Nel corso della sua vita, Aleksandr si trasferì spesso, ma Mayna rimase il luogo a cui tornava sempre. Qui trascorse gli anni scolastici. All'età di sette anni sviluppò un amore per lo sport—hockey e football—che lo ha accompagnato per tutta la vita. Dopo aver terminato la scuola, Aleksandr ha completato la formazione come saldatore elettrico e nel 1979 ha iniziato a lavorare presso la centrale idroelettrica Sayano-Shushenskaya. Successivamente fu arruolato nell'esercito e, dopo il servizio, fu assegnato alla centrale elettrica statale del distretto di Berezovskaya nel territorio di Krasnoyarsk. Lì lavorò come saldatore e allenò anche squadre di hockey per bambini.

Alla fine degli anni '80 tornò ancora una volta a Mayna, lavorando prima in uno stabilimento di alluminio e poi diventando ranger in un parco nazionale. Aleksandr è in pensione dal 2017.

L'anno 1994 fu particolarmente difficile per Aleksandr: in pochi mesi perse diversi parenti stretti, inclusi entrambi i genitori. Questi eventi lo hanno fatto riflettere sul senso della vita e su cosa accade dopo la morte. Durante quel periodo, pregò Dio per la prima volta. Poco dopo, un conoscente gli diede una Bibbia e gli mostrò risposte alle sue domande tra le sue pagine. Aleksandr ricorda: "Per il primo mese, leggevo la Bibbia con vorace, e quando qualcuno chiedeva come stavo, rispondevo: 'Ho imparato a credere in Dio! Si chiama Geova!'" Fu battezzato nell'aprile 1996.

Aleksandr si è sposato nel 1998. Parlando di sua moglie Marina, dice: "È laboriosa e premurosa. Ha sempre voluto creare una casa calda. Il giardino e il giardino erano sempre ordinati e belli." La coppia crebbe due figlie e un figlio e ora hanno quattro nipoti. La famiglia ama trascorrere del tempo all'aperto, fare escursioni e fare escursioni in montagna.
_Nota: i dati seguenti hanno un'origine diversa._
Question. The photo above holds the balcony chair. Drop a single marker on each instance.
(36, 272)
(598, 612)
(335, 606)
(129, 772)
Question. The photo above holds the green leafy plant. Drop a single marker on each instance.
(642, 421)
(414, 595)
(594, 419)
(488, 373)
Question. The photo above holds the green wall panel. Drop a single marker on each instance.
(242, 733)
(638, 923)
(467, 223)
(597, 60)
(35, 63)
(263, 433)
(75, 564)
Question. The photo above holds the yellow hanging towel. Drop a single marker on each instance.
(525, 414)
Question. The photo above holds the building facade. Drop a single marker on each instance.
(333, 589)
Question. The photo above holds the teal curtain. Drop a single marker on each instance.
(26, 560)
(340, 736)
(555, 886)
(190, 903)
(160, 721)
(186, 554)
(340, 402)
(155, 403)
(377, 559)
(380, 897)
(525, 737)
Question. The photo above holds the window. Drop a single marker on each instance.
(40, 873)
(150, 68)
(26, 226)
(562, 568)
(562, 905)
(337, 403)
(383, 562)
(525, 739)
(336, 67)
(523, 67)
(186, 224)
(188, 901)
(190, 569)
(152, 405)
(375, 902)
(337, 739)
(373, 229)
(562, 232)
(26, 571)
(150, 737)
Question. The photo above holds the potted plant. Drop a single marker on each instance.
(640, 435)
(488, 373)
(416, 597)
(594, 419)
Aleksandr rimane energico e attivamente coinvolto nella vita comunitaria. Nel 2025, l'amministrazione Mayna ha sostenuto la sua iniziativa per costruire un'area sportiva vicino a casa sua—hockey e pattinaggio su ghiaccio in inverno, football, pallavolo e basket in estate. Aleksandr stesso gioca ancora a hockey e, insieme al fratello maggiore, è membro del club dei veterani "Generation 60+".
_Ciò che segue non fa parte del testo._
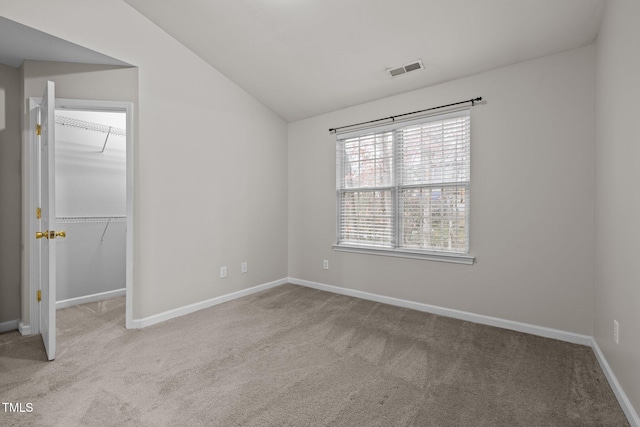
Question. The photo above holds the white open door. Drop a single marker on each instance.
(47, 234)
I parenti, compresi coloro che non condividono le credenze religiose di Aleksandr, sono profondamente turbati dalle accuse penali contro di lui. I vicini che lo conoscono bene considerano assurde le accuse di estremismo, dicendo che è il tipo di persona che "non farebbe mai del male a una mosca."

Casi di successo

Nel settembre 2025 sono state effettuate perquisizioni e ispezioni residenziali nelle residenze di circa 25 famiglie di Testimoni di Geova in diverse località della Khakassia. È stato aperto un procedimento penale in base a un articolo sull’estremismo contro Viktor Timoshchenko, Aleksandr Gorev ed Evgeniy Bagin. Gli uomini furono portati per interrogatori al Comitato Investigativo di Abakan, dove furono detenuti e successivamente rinchiusi in un centro di detenzione preventiva (SIZO). Dopo 3,5 mesi, i credenti furono trasferiti agli arresti domiciliari. Dopo nuove perquisizioni e detenzioni nel gennaio 2026, altri tre uomini — Oleg Zhukov, Vyacheslav Sharov e Alexey Gorokhov — sono stati detenuti in SIZO.